Elbette ağır sözler bunlar. Omuzlarımıza konunca altında kalacağımız veya bazılarının şiddetle karşı çıkacağı...

Bu bir yüzleşmedir, insanın hiç sevemeyeceği... Başka türlüde anlatılmıyor ki gerçekler... Öylesine mi yazalım, yalandan, ciddiyetten uzak gerçek olmayan sözlerle mi kandırmaya çalışalım birbirimizi?

Demeye devam dersek, günümüzde insanların en azından çokları merhametten, vicdanlı biri olmaktan vazgeçti... Annesinden, babasından, yakınlarından, akrabalarından vazgeçti...

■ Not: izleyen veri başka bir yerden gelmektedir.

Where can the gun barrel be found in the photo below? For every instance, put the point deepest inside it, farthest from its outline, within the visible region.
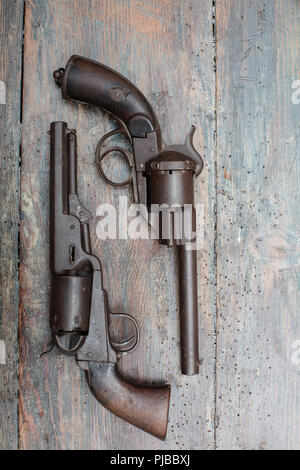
(188, 311)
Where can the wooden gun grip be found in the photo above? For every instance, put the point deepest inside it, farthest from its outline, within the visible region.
(144, 407)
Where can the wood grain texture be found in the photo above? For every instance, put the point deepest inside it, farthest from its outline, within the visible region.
(166, 49)
(258, 399)
(11, 31)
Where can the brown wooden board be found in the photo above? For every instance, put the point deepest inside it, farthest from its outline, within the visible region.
(167, 49)
(11, 31)
(258, 322)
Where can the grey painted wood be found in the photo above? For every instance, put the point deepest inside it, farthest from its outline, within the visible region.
(258, 325)
(166, 49)
(11, 30)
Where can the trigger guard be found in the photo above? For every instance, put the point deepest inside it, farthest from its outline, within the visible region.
(121, 129)
(115, 344)
(126, 155)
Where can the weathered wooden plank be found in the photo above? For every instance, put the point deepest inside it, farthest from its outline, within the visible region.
(258, 396)
(11, 31)
(166, 49)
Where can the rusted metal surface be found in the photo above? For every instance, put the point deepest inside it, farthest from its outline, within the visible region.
(56, 410)
(80, 313)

En acı olanı Tanrı’dan vazgeçti, artık insan Tanrı yok gibi bir yaşamayı seçti. Kimse kendini kandırmasın, insan vazgeçsin başkalarını kandırmaktan, gerçeğimiz bu...

Anne ve babalarınıza “öf bile demeyen” diyen bir dine inandıklarını söyleyenler, anneleri babaları birlikte yaşamaktan nefret eder durumdalar...

Biz günümüzde insan çok bozuldu, çok kaba, görgüsüz oldu deyince, birileri hayır diyorlar. “Hayır, endişelerin gereksiz. Gördüğün bu kötülükler, haksızlıklar ikiyüzlülükler eskiden de vardı” diyorlar kimileri. Belki de kendilerini masum görmek göstermek adına...

Ama insanın masum bir yanı kalmadı günümüzde. Aslında bunu herkes biliyor ama kendini temize çekme gayretinden de vazgeçemiyor...

Herkesin şikâyetçi olduğu bir hayat ile yüz yüzeyiz... Komşu komşudan, eşler birbirlerinden, kardeş kardeşten nefret eder bir durum... Peki, neden böyle? Biz nerede yanlış yaptık gibi sorularımız olmasın mı?

Aslında çoğumuz biliyoruz her geçen gün daha kötü bir yaşam bekliyor insanı. Bereketsiz, iyilik ve hayırdan uzak, güzellikten, sevgiden, aşktan uzak bir yaşam...

Yalanın, dolanın, haramın kol gezdiği makbul sayıldığı bir yaşam, içinde huzur mutluluk sevgi aşk olmayan...

Boş hayatlar, boş masallar boş sözler... Artık camiye gidenlerin bile neden gittiklerini bilmediği, imam arkadaşların neden kendilerine bu vazifelerin verildiğini izah edemediği...

Neyse kısa kesersek...

Çağımızdaki kadar alçak, vurgun yemedi insan, sözde insandan...

Ve kuşlar, köpekler, kediler, hiçbir çağda bu kadar zulüm görmedi kendilerini insan sananlardan...

Sahi kadınlar neden yüzlerini boyarlar böyle bir çağda?